12 stycznia 2016 21:36

Nanga Parbat – co nowego?

Jak zdążyliśmy już poinformować, zgodnie z powszechnymi oczekiwaniami oraz prognozami, zespół Adam BieleckiJacek Czech połączył swoje siły z wyprawą kierowaną przez baskijskiego wspinacza Alexa Txikona. Tym samym potwierdził, że pierwotne plany z serii veni vidi vici zostały zweryfikowane przez samą Nangę Parbat, a wyprawa przybrała ciężki, tradycyjny charakter.

Nanga Parbat - schemat drogi Kinshofera (fot. Altitiude Pakistan, schemat Kacper Tekieli)

Nanga Parbat – schemat drogi Kinshofera (fot. Altitiude Pakistan, schemat Kacper Tekieli)

Ostatecznym składem himalaistów walczących na drodze Kinshofera jest więc zespół:  Txikon – Sadpara – Nardi – Bielecki – Czech.  Nowy team szybko poczynił postępy; zaporęczował drogę do pułapu 5700m, gdzie złożył depozyt z 3000 m lin (liczba ta została podana tylko raz, w najbliższym czasie dowiemy się czy Txikon, pisząc relację, nie pomylił się o jedno „zero”).

Reporter TVN w obozie I pod Nanga Parbat

Reporter TVN w obozie I pod Nanga Parbat

Aktualnie lider wyprawy wraz z Alim Sadparą i Danielem Nardi przebywają w obozie I (5700), skąd zamierzają ruszyć wyżej – prawdopodobnie w celu zaporęczowania cruxu drogi, czyli ściany Kinshofera.  W bazie planują zjawić się w przeciągu trzech dni. W międzyczasie udało im się udzielić wywiadu telewizji TVN (patrz zdjęcie powyżej).
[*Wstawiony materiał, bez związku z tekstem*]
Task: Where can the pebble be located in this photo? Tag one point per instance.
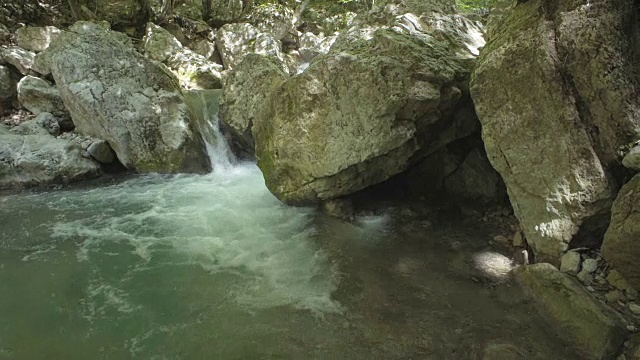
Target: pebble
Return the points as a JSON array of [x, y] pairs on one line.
[[590, 265], [634, 308], [570, 263]]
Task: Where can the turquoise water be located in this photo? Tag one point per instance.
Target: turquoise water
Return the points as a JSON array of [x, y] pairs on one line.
[[214, 267]]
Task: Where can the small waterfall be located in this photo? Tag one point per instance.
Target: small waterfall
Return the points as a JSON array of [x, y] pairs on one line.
[[205, 105]]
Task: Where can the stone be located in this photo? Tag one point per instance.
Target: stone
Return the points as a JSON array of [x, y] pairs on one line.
[[101, 152], [590, 265], [116, 94], [360, 114], [632, 159], [617, 280], [159, 44], [558, 160], [245, 94], [312, 45], [7, 88], [620, 245], [38, 96], [21, 59], [518, 240], [585, 277], [570, 263], [193, 70], [595, 330], [502, 352], [235, 41], [615, 296], [476, 180], [36, 38], [634, 308], [36, 160]]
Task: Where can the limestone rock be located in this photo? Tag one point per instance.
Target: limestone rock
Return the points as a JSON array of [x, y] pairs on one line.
[[274, 19], [7, 88], [235, 41], [312, 45], [114, 93], [596, 330], [359, 114], [245, 93], [159, 44], [570, 262], [20, 58], [34, 160], [555, 159], [632, 159], [38, 96], [101, 152], [620, 247], [193, 70], [36, 38], [590, 265]]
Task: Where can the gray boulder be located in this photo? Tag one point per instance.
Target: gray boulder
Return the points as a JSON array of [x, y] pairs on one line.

Simone Moro i Tamara Lunger działali powyżej dwójki

Simone Moro i Tamara Lunger działali powyżej dwójki

Tymczasem działający na grzbiecie Ganalo włoski zespół Simone Moro – Tamara Lunger zameldowali się w Obozie II (5722m), jak również wykonali rozpoznawczy spacer powyżej „dwójki”. Formacja, którą wspina się ta mała wyprawa, rozdziela dolinę Rakhiot od doliny Diamir. Droga tym grzbietem wyprowadza na górną część ogromnego masywu Nangi, już powyżej 6000m.

Najbardziej zaawansowaną – przynajmniej pod względem wysokości jest wyprawa Mackiewicz – Revol, którzy, jak poinformowaliśmy założyli obóz III na ok. 6700m, oraz planowali wyjście aklimatyzacyjne z „klepnięciem” 7000m, z którego przebiegu jeszcze się nie zwierzyli.

Międzynarodowy zespół kierowany przez Marka Klonowskiego osiągnął wczoraj wysokość 6200m. Dzisiaj opublikował filmową relację z działań na drodze Schella.